Tower(s) of London. (Warning: Geek overload)
    Our day started at 1025, at Tower Hill. Walking towards the Tower of London, we saw the Wakefield Gardens and a really funky sundial commemorating London’s (England’s?) Jubilee. When we reached the Tower, Dad rented the audioguide. We started walking.
Outside the Tower


    First of all—whoah. There was a moat! Without water, true, but an actual moat made the medieval geek in me giddy. We saw the St. Thomas Tower, built in 1280, where the prisoners with traitors’ brands were set free. The Bloody Tower, 1225, and the Wakefield Tower had exhibits of torture. “Torture At the Tower” Featured instruments such as the Scavenger’s Daughter (a contraption wherein the prisoner was folded into three), the Rack (stretchy!), and the Manacles.

Contrary to belief, the display proclaimed, the English rarely resorted to torture.
   We saw the White Tower, where the bones of two small children were discovered. It’s widely believed that these were the remains of the two missing princes, who were maybe imprisoned and executed by their ruthless uncle because they were in line for the throne. Whether Richard did this or not is highly debatable.

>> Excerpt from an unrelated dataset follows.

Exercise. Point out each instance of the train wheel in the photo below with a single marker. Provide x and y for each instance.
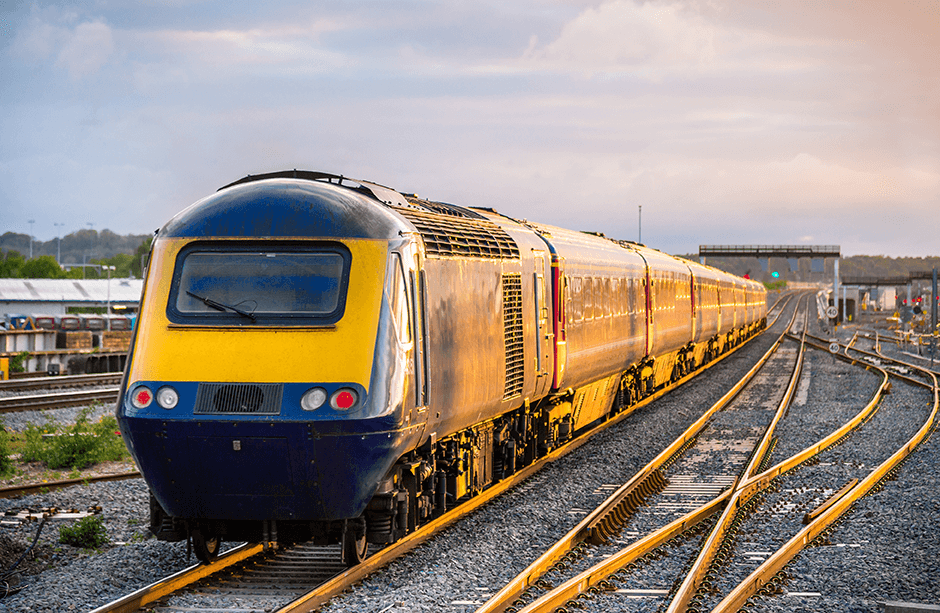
(205, 548)
(355, 546)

   The White Tower served a variety of purposes (Aside from the two boys, a Welsh prince was also imprisoned here). So the White Tower was used as a prison, some royal lodgings, an armory, a mint, and a zoo—alas, the latter no more. It would’ve been funny to see lions roaming the grounds. Besides the St. John’s Chapel (which was really pretty, in the medieval-monastic-yet-at-the-same-time-unmistakably-regal kind of way), the only rooms remaining were the Royal Armouries.

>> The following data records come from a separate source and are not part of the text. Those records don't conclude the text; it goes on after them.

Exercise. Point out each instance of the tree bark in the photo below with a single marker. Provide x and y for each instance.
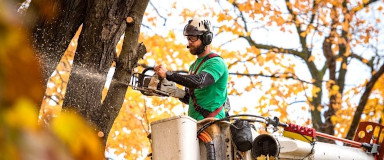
(103, 24)
(126, 62)
(363, 101)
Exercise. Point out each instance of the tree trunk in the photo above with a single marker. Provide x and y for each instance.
(103, 24)
(127, 61)
(363, 101)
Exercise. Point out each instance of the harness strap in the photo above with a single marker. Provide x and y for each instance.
(197, 107)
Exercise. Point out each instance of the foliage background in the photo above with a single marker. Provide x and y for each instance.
(265, 81)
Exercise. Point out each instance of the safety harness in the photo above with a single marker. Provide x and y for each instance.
(197, 107)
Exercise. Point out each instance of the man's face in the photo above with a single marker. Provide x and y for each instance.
(195, 45)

   As in the Grandmaster’s Hall in Malta, I was pretty giddy. What can I say? I love weapons and warfare of history. (I’m strictly against current senseless bloodshed, however. Quaint and curious war is, my tush.). I eagerly listed down the objects: 16th c. Holy Water Sprinkler (a mace); King James I’s Japanese Armor; a 1520 Flemish Sabre..

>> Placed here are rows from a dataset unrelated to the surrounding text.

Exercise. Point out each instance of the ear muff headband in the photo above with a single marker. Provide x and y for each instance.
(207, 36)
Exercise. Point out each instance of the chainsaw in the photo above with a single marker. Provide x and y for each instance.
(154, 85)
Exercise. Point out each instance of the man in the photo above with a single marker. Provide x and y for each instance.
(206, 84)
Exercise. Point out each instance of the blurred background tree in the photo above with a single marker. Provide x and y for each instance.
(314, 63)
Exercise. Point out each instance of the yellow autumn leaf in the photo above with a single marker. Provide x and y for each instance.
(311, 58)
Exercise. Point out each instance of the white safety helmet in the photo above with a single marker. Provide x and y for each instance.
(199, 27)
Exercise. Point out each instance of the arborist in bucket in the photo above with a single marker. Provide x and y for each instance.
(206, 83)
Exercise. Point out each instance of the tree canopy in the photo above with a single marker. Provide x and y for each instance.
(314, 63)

   …I wonder how the team would look like using those. ^_^
   Then, the civil war stuff. Swordguns, Harquebusiers, bronze falcons—the names were effing cool. There was an exhibit on the Gunpowder Plot on the next floor. At that time I had not yet watched V for Vendetta, but I nevertheless sympathized with Guy Fawkes. In those days Catholics were really suffering (stupid Catholic Vs. Protestant wars. We’re all Christians, y’know. and for that matter, we are all humans, Christians, Jews, Muslims, Buddhists…). In a way, what Guy Fawkes and his compatriots did in 1605 was heroic, since they felt that there was no other option but to change the political system.
   I hate repression.
   We also got to see the crown jewels. My mom is a jeweler, so I thought seeing the crowns and scepters, and pretty swords encrusted with gems wouldn’t faze me. I was wrong, big time. My mouth was agape the whole time as I gazed upon the tiaras with crushed velvet, the gold plates, the state trumpets. I saw the famous Koh-I-Noor Diamond.
The Tower


   We ate our lunch there. And then at 2, we met up with Mom (who was shopping the whole time in Harrod’s) outside the House of Parliament.